幽玄的ファントム定位
某掲示板に「あらためてサラウンドを考える」というスレッドがあって、これを読みながら「んーむ」と考える。僕も、経験上、音楽再生の上では、5.1chのセンタースピーカーとサブウーファーはいらなくて、4chで充分(というより4chの方が)豊かな再生ができると確信している。
先の渋谷慶一郎さんのライブの前(月曜の講義のとき)に、「なぜ8chなのか、民生用の5.1ch、または4chでは表現できないのか」と質問したところ、まず、「5.1chっていうのは、要するに4chに毛が生えた程度のものだから」と答えられ(おお、渋谷さんは分かってるなと僕は心の中で思う)、「4chと8chでは、例えば、全体的に音の輪が小さくなったり大きくなったりというのを再生すると、圧倒的に8chの方が実在感があるんだ」と仰っていたので、ちゃんと聴いて判断してるんだと、これなら期待できる! と思ったのであった。
が、実際聴いてみると(試聴位置に問題はあったが)、「スピーカーから音が鳴っている」と思ってしまったのだ。
それから数日間、うようよと考えていたところ、某掲示板の「幽玄的に出来るファントム定位」という言葉に出会い、ようやく僕の脳の関連シナプス群にラベルが貼れたのだ。
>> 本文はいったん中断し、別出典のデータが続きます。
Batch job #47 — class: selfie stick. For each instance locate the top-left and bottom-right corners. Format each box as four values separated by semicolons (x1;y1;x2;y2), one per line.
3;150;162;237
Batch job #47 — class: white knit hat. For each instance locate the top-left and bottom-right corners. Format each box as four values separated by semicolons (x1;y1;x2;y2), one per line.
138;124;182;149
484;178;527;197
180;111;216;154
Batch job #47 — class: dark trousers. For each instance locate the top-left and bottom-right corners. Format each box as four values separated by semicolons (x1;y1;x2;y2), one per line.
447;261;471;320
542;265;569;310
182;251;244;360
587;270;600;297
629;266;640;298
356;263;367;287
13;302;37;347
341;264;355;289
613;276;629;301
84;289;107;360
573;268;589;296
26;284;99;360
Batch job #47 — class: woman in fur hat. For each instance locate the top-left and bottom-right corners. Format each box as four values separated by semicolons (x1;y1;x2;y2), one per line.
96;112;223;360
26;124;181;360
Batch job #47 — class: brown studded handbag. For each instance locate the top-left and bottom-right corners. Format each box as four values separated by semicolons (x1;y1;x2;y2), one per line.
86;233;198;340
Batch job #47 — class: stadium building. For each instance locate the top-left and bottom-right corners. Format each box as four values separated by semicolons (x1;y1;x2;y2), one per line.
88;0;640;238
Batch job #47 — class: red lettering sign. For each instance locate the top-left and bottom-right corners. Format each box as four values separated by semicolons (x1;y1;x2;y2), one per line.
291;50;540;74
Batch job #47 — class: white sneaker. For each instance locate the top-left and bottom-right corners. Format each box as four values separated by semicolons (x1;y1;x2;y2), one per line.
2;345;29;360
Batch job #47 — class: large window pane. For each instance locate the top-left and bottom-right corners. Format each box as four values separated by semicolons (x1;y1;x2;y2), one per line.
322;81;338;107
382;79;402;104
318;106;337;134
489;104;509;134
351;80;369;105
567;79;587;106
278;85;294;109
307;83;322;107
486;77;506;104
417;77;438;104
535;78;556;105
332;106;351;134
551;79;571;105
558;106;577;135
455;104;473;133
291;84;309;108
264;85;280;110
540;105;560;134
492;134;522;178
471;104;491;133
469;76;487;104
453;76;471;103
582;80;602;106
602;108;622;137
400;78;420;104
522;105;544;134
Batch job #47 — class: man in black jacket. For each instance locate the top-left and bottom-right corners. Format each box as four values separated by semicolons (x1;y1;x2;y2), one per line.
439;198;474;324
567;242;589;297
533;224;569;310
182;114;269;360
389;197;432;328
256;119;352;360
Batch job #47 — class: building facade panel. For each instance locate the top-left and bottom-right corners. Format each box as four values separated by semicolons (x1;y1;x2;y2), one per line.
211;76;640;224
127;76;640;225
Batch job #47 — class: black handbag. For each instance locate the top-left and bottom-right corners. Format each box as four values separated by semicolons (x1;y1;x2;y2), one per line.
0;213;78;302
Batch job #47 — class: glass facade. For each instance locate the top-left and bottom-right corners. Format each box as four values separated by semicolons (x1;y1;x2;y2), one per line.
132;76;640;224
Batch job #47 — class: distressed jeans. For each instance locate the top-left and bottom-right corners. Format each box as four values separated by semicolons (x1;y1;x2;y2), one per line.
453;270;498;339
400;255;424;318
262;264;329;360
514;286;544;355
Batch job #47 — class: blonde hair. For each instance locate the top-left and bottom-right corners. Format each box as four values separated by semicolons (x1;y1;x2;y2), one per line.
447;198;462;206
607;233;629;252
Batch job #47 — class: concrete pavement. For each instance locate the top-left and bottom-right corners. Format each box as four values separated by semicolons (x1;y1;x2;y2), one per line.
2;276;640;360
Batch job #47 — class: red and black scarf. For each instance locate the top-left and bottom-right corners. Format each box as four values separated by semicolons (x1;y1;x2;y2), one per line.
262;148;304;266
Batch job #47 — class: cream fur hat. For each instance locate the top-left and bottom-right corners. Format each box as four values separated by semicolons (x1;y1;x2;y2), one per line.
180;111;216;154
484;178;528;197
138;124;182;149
オーディオ・マニア(以下オーマニ)じゃない人には何のことか分からないかもしれないけど、オーマニの間では常識的な言葉の「音像の定位」というのがあって、それは例えば2chなら、左右のスピーカーの真ん中からあたかも音が聞こえるというもので、それがヴォーカルなら「ヴォーカルの口の動きが見えるようだ」ということ。これには、これでしか味わえない驚きと快感(クオリア)があると思う。
つまり、例えば8個スピーカーがあって、それらが別々の音源を発していて、音が回ったり転んだりするのも楽しいけど、それを4個のスピーカーで表現できれば、スピーカーのない空間から音が発せられれば、もっと楽しいし、家庭でもそれを楽しめることになるのではないか。岡倉天心のいう「想像力の喚起」こそが芸術の楽しみなら、尚のことね。
セッティングを詰めれば僕は可能だと思っている。使うなら無指向性のスピーカー4本。うーん、やってみたい。
関係ない(こともない)けど、佐々木敦さんの『(H)EAR』、内容も装丁も好みだし、買おうかな。